If you’re looking for a smart sci-fi, and you aren’t bothered by a lot of swearing and violence, I recommend giving RoboCop a rewatch.

Have you seen RoboCop? What did you think?  

4 thoughts on “RoboCop (1987)

  1. I haven’t watched it since the 90s. Much like Blade Runner my friends oversold it to me so I was mildly disappointed on first watch. It’s probably a fine movie. I don’t normally fixate on movie “things” because I’m so smart and sophisticated and understand how movies work but for some reason I can’t let the scene where Robocop shoots through the woman’s skirt go. It just doesn’t line up.

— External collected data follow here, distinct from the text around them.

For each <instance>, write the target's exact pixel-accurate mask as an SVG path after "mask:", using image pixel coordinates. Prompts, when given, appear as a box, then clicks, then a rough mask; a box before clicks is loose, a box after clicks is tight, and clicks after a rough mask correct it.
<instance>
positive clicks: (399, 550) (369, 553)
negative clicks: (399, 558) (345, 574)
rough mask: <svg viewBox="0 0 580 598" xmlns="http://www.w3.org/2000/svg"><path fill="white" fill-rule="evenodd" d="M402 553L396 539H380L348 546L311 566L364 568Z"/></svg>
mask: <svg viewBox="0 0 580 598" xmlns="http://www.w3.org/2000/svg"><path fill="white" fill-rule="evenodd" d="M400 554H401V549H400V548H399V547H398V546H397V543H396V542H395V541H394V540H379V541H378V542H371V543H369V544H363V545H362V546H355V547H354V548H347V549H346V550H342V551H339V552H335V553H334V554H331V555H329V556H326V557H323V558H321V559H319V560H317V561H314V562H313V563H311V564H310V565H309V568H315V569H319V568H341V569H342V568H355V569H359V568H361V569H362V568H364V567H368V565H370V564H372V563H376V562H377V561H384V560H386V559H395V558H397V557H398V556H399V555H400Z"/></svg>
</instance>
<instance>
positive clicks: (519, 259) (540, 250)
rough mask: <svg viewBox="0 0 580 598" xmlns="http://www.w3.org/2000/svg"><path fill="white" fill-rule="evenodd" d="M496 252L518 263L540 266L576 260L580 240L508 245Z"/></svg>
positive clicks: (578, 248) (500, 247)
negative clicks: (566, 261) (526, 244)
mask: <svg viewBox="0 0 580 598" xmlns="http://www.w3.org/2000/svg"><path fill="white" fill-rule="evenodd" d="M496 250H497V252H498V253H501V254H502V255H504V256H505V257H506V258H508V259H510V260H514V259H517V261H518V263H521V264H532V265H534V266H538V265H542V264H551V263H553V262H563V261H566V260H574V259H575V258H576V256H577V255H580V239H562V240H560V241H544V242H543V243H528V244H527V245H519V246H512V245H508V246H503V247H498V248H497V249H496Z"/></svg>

    1. Yeah. I’d guess that when you watched it probably matters to how you view it. If you saw it in ’87, then you probably loved it. If you didn’t see it until after movies like T2 came out, then it probably felt overrated. I didn’t remember having an opinion about it, so I was probably more in your camp. I definitely hadn’t seen it in long enough to really remember it well.

      Watching it now is weird though, because the whole buddy cop / action / shoot out movies aren’t being made as much. The style of the story-telling was something I had to adjust to.

    1. Thanks for the comment and I agree! I was happy with how well it held up. I really enjoyed it a lot more than I was expecting.